Students across universities and colleges in India have been unitedly protesting against the decision to hold online exams. While infrastructure is the key issue, many also claim that their regular classes came to a stop before the syllabus could be completed. Most universities have rushed through the course work via online classes, claim students. None of the institutes have received 100 per cent attendance during these online sessions.
Many universities are also providing an option for students to appear in the offline mode of examination if they are unable to opt for online mode. However, it’s not clear when these exams will be held, and when the results and corresponding degrees will be released. Aayan (name changed on request), a student from Delhi Technical University (DTU), said, “I have already been placed and my deferred joining will be around August-September, which is when the university wishes to hold the offline exam. I need to produce a pass certificate for my degree course at the time of joining. It is impossible to have continuous two-hour internet connectivity and power supply in my native village in UP. I do not own a laptop. If I do not clear the exam, this will impact my job as well.”

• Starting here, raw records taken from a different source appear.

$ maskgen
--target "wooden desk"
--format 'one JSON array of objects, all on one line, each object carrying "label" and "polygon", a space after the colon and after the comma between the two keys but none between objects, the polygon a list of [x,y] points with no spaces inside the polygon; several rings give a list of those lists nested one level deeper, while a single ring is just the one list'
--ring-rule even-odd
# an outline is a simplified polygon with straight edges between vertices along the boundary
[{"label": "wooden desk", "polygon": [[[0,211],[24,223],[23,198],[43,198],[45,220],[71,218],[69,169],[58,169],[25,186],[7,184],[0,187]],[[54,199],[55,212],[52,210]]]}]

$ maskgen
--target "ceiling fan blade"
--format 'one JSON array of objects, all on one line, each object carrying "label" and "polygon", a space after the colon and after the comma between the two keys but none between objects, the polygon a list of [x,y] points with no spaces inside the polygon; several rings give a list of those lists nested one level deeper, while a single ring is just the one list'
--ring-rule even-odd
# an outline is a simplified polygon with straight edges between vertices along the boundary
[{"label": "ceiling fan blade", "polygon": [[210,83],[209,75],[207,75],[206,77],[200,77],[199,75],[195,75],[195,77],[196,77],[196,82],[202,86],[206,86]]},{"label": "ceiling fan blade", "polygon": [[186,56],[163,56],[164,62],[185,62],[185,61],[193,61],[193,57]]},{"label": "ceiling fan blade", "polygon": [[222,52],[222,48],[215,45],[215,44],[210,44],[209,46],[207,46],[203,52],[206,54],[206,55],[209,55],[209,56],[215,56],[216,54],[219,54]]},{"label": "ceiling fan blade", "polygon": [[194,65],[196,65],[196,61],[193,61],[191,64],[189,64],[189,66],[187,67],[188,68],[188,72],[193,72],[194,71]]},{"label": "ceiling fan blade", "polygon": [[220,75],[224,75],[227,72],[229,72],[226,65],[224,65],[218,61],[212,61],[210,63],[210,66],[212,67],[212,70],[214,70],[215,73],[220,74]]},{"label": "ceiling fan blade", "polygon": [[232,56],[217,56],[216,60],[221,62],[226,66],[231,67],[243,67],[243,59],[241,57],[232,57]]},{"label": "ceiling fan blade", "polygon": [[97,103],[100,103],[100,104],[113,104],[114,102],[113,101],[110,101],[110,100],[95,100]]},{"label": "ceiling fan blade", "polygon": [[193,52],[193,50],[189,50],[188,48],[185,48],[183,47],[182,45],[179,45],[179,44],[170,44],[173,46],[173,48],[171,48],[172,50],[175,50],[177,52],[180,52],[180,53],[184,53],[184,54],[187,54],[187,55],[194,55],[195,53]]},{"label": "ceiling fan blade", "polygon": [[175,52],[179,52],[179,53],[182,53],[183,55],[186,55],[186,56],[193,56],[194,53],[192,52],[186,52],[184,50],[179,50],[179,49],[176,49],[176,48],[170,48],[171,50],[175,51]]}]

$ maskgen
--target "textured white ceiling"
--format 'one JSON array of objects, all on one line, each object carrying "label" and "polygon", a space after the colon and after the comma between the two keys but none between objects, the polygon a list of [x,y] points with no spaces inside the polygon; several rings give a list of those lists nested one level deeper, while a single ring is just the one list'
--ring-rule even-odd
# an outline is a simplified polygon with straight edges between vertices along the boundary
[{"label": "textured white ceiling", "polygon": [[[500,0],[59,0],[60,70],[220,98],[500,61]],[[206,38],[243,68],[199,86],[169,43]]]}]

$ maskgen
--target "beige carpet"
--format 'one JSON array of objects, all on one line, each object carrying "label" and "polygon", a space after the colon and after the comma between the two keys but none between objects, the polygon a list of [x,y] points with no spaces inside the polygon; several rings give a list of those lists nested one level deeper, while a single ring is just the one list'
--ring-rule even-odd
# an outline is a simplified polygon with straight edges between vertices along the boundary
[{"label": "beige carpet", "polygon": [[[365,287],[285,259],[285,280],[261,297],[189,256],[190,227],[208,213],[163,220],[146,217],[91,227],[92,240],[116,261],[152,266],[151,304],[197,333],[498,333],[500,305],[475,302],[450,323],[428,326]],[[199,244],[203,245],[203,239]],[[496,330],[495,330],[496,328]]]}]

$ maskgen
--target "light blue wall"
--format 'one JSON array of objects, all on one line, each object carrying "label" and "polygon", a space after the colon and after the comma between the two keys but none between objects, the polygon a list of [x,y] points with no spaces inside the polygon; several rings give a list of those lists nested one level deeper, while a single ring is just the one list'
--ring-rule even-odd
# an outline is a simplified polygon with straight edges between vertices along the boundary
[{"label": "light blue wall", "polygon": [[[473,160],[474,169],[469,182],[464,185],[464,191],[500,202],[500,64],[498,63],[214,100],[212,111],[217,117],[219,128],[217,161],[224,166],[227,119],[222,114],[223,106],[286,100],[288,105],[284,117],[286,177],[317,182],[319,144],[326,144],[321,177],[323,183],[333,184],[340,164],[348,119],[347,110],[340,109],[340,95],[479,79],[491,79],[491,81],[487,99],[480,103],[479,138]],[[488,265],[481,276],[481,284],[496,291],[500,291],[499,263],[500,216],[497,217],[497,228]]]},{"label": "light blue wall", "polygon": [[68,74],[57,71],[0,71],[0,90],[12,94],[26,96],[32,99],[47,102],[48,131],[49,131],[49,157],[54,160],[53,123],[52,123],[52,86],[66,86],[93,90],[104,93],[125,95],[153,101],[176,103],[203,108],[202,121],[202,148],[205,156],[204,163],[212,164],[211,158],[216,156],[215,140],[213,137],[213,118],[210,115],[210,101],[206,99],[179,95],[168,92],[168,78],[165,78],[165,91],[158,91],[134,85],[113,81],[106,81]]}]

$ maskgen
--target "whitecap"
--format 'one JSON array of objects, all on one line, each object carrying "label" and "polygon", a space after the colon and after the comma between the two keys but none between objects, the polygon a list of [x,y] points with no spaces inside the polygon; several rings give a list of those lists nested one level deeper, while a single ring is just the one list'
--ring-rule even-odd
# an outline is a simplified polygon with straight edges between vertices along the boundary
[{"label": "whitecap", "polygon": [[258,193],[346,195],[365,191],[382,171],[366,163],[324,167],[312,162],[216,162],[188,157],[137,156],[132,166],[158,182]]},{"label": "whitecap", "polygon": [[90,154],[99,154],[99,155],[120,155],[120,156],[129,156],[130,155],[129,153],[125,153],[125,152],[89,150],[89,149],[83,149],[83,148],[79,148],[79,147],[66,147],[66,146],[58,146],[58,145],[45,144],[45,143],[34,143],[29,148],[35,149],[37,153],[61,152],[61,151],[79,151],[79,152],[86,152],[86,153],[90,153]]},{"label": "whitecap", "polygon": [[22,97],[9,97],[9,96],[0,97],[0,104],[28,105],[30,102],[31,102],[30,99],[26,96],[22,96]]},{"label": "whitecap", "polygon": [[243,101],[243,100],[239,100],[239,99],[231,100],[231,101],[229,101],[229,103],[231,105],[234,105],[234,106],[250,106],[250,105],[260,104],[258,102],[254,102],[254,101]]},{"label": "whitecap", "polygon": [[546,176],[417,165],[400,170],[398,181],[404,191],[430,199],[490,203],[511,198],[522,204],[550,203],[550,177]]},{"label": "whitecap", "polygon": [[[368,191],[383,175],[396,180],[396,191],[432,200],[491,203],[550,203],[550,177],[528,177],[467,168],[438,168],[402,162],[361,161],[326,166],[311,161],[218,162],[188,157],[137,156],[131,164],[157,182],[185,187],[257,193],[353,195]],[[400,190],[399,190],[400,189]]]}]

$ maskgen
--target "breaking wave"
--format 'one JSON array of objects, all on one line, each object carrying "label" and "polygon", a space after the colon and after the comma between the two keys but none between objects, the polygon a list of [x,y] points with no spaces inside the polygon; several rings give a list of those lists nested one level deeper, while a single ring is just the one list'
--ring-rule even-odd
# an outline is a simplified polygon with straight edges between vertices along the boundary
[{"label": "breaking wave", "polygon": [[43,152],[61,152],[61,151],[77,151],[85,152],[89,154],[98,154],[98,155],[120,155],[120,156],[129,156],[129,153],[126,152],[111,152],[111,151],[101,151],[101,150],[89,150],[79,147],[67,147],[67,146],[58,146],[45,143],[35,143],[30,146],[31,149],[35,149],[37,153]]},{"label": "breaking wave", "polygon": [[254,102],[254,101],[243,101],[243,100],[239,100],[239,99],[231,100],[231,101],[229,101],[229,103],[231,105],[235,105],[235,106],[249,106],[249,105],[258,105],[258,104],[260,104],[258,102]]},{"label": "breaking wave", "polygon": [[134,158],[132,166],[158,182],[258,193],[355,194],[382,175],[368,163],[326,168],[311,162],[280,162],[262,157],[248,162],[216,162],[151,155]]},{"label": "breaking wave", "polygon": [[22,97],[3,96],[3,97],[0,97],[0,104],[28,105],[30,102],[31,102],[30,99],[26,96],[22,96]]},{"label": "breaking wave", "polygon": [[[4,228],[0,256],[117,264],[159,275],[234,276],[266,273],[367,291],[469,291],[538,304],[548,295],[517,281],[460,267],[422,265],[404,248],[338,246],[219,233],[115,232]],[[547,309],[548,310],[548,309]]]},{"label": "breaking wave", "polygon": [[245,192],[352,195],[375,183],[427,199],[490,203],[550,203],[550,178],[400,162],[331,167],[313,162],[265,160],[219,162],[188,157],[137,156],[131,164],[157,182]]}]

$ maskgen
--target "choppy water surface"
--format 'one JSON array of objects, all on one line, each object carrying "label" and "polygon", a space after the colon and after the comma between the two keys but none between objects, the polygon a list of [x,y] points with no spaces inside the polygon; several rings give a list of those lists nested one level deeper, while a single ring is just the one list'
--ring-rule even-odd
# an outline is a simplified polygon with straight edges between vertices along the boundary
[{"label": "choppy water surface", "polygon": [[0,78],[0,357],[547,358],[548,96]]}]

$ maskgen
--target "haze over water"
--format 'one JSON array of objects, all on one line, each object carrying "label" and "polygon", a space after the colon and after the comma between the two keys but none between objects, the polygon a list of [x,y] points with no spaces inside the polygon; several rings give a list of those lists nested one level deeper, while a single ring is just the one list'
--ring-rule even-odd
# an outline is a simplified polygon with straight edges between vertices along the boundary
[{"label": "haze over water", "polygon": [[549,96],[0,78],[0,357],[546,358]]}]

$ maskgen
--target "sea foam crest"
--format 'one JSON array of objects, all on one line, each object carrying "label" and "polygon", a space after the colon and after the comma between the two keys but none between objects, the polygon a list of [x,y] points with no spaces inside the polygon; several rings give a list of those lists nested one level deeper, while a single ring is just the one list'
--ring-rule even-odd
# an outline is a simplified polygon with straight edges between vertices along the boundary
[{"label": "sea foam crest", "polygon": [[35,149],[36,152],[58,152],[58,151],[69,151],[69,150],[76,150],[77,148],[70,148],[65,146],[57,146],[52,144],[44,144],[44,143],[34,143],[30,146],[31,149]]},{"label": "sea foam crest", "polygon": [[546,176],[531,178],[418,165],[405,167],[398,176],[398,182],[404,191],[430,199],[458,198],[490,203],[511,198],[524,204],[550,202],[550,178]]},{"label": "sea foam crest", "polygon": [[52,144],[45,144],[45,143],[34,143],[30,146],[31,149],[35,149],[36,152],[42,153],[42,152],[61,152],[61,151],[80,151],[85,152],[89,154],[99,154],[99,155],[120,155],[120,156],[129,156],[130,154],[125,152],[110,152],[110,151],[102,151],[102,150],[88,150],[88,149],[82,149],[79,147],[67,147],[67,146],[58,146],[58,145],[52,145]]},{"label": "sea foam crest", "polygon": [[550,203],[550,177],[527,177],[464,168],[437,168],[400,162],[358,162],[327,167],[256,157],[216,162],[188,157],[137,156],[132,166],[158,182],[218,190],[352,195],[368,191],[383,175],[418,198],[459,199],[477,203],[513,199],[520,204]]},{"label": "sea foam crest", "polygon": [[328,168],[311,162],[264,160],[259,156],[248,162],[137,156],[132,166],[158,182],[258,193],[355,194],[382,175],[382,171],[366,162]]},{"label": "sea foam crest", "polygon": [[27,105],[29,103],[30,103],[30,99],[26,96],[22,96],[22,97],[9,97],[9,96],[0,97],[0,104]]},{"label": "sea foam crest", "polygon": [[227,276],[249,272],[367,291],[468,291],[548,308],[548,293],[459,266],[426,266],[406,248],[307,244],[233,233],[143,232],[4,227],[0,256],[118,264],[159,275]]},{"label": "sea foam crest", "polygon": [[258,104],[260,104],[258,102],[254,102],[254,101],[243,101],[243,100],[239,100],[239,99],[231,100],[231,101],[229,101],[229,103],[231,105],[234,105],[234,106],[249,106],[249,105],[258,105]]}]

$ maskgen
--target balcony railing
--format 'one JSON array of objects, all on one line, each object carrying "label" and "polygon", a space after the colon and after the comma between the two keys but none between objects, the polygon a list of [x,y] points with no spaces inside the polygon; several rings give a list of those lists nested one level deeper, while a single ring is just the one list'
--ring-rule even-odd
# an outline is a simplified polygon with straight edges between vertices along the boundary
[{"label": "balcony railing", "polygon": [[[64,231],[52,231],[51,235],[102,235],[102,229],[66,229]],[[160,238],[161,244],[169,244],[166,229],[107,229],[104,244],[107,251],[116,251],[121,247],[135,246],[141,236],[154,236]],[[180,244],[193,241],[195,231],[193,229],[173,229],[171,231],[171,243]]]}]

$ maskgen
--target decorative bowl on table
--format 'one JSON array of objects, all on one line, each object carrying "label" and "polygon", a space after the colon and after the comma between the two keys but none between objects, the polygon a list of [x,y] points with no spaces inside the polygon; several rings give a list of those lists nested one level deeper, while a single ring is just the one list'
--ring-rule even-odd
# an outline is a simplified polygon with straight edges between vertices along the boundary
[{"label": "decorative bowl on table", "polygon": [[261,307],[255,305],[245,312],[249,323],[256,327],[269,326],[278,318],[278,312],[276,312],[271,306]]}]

He, however, is not alone. Students who have been shifted from hostels, especially those in low connectivity areas and economically weaker sections of the society have been calling these exams ‘unfair’. The prerequisites of online exams include a laptop or computer with a functioning webcam and uninterrupted power supply. Where proctoring is used, students also need to ensure they have an entire room to themselves for the entire duration of the exam.
This has not gone down well with teachers either. The Delhi University Teachers Association has, in several statements, termed such exams systems a “mockery”, “biased”, and agents of “increasing digital divides”. They have also claimed that these exams, including the Delhi University’s open-book exam, are not in line with the type of course structure.
Students were forced to evacuate hostels in March, before the nationwide lockdown was announced. A student from NIT-Surat told indianexpress.com, “Of the 900 students of our final year batch, around 700 are hostellers. When we left our hostels, we were in a rush. We packed clothes and essentials mostly. Our laptops, books and notes are all in the hostel rooms. The final term exams consist of the syllabus from the entire year for which we do not have the study material. Institute is also not providing us any e-resources, how will we prepare?”
He added, “Generally, we have around two months to complete our syllabus but now, it was conducted through 14-15 online lectures, most of which we accessed through phones from our remote locations. Students who stayed back in hostels or are day-boarders will have an advantage over us in terms of availability of internet as well books; conducting exams in such a situation will be unjust and biased.”
Syllabus incomplete, nevertheless exams dates are out
In other institutes like Savitribai Phule Pune University (SPPU) and Asian College of Journalism (ACJ), students claim the syllabus is not complete but the university is going ahead with the exams. While SPPU has announced to conduct exams in the offline mode, students are still not happy. One student told indianexpress.com, “Our senate recently passed a circular saying only 60 per cent of the syllabus will be asked in exams. This means, hardly one or two units more than the mid-term exams, for which the results are yet to be announced. Amid rising cases of coronavirus, it is not wise to hold exams again for the same topics. For the rest of the syllabus, classes started via Zoom towards the end of March but not everyone was able to access the sessions.”
Several institutes have taken back their stance on conducting online exams. While IIM-Ropar postponed the online entrance test for the five-year Integrated Programme in Management (IPM) course, Pondicherry University has also pulled back its notice on conducting online exams after an uproar from students.
Online petition website change.org has at least dozens of petitions against online exams. Congress-backed student body NSUI demands to promote students without online exams. “With delayed academic calendar and the possibility of online examination without course-work being complete, there is a great deal of trepidation among the students,” the student body said in a petition. It is asking to promote final-year students based on past performance with an extra 10 per cent marks as it claims that students on average improve their performance in the final year. Its petition has received over 1 lakh signatures as on May 25.
Another petition by Mount Carmel College, Karnataka claims, “One examination doesn’t determine the quality of a student’s academic performance” and hence demands a “humanitarian and egalitarian approach” towards assessment.
Most of the online petitions are from Maharashtra, which has the most number of coronavirus cases in India. Students demand to be promoted based on internal assessment. The state education minister had also written to the HRD ministry raising students’ concerns. However, no final decision has been taken yet.